List rents data reflects median rent prices advertised for available apartments rather than median rent payments; more information is available in the indicator definition above. Regional and local geographies rely on data collected by real Answers, a research organization and database publisher specializing in the multifamily housing market. real Answers focuses on collecting longitudinal data for individual rental properties through quarterly surveys. For the Bay Area, their database is comprised of properties with 40 to 3,000+ housing units. Median list prices most likely have an upward bias due to the exclusion of smaller properties. The bias may be most extreme in geographies where large rental properties represent a small portion of the overall rental market. A map of the individual properties surveyed is included in the Local Focus section.

Individual properties surveyed provided lower- and upper-bound ranges for the various types of housing available (studio, 1 bedroom, 2 bedroom, etc.). Median lower- and upper-bound prices are determined across all housing types for the regional and county geographies. The median list price represented in Vital Signs is the average of the median lower- and upper-bound prices for the region, counties, and cities. For simplicity, only the mean list rent is displayed for the individual properties. The metro areas geographies rely upon Zillow data, which is the median price for rentals listed through www.zillow.com during the month. Like the real Answers data, Zillow's median list rents most likely have an upward bias since small properties are underrepresented in Zillow's listings. The Bay Area data used for the metro areas comparison cannot be compared to data used for the regional and local analysis. Due to afore mentioned data limitations, this data is suitable for analyzing the change in list rents over time but not necessarily comparisons of absolute list rents. Metro area boundaries reflect today's metro area definitions by county for consistency, rather than historical metro area boundaries.

Due to the limited number of rental properties surveyed, city-level data is unavailable for Atherton, Belvedere, Brisbane, Calistoga, Clayton, Cloverdale, Cotati, Fairfax, Half Moon Bay, Healdsburg, Hillsborough, Los Altos Hills, Monte Sereno, Moraga, Oakley, Orinda, Portola Valley, Rio Vista, Ross, San Anselmo, San Carlos, Saratoga, Sebastopol, Windsor, Woodside, and Yountville.

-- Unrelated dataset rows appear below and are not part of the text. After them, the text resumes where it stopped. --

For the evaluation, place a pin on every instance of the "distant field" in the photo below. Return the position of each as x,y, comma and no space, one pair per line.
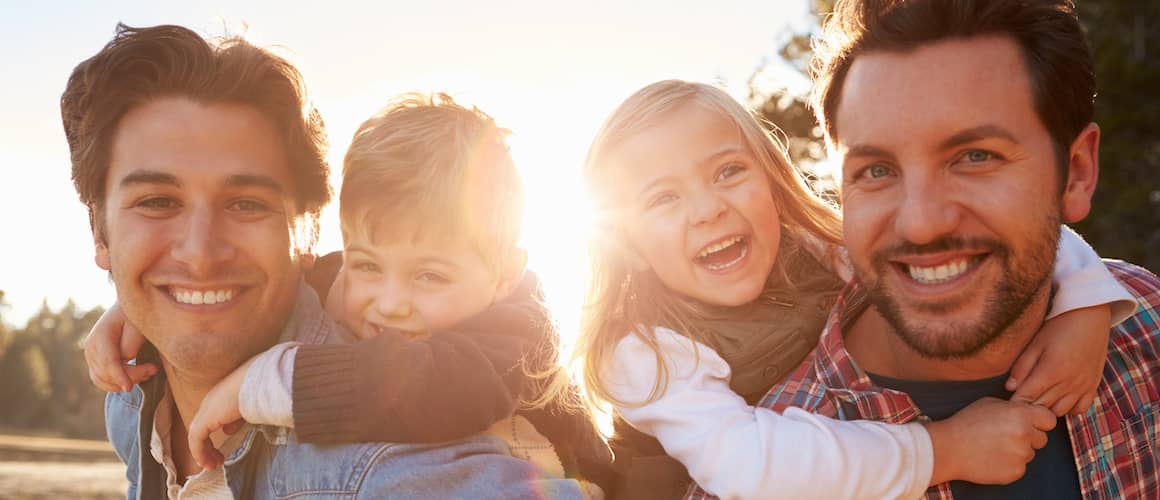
48,468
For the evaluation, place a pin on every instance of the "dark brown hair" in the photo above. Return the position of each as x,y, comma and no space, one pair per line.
142,64
1048,31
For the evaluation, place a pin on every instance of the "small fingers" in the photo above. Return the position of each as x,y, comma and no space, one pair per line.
1052,397
1042,418
1038,440
101,382
1022,368
1084,404
200,444
139,372
1032,388
1065,404
233,427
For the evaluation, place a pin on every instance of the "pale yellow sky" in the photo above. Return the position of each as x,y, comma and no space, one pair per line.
549,71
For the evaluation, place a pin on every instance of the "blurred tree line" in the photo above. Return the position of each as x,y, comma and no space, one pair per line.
43,377
1125,215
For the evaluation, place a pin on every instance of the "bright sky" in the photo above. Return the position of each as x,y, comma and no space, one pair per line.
548,70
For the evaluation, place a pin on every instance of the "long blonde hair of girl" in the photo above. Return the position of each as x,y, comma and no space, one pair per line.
621,302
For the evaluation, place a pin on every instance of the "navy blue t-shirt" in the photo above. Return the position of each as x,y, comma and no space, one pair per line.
1050,475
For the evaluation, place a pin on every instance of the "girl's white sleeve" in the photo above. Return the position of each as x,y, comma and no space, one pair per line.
1082,281
734,450
266,393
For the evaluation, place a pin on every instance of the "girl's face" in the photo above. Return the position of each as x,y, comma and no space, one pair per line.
696,207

Inflation-adjusted data are presented to illustrate how rents have grown relative to overall price increases; that said, the use of the Consumer Price Index does create some challenges given the fact that housing represents a major chunk of the consumer goods bundle used to calculate CPI. This reflects a methodological tradeoff between precision and accuracy and is a common concern when working with any commodity that is a major component of CPI itself.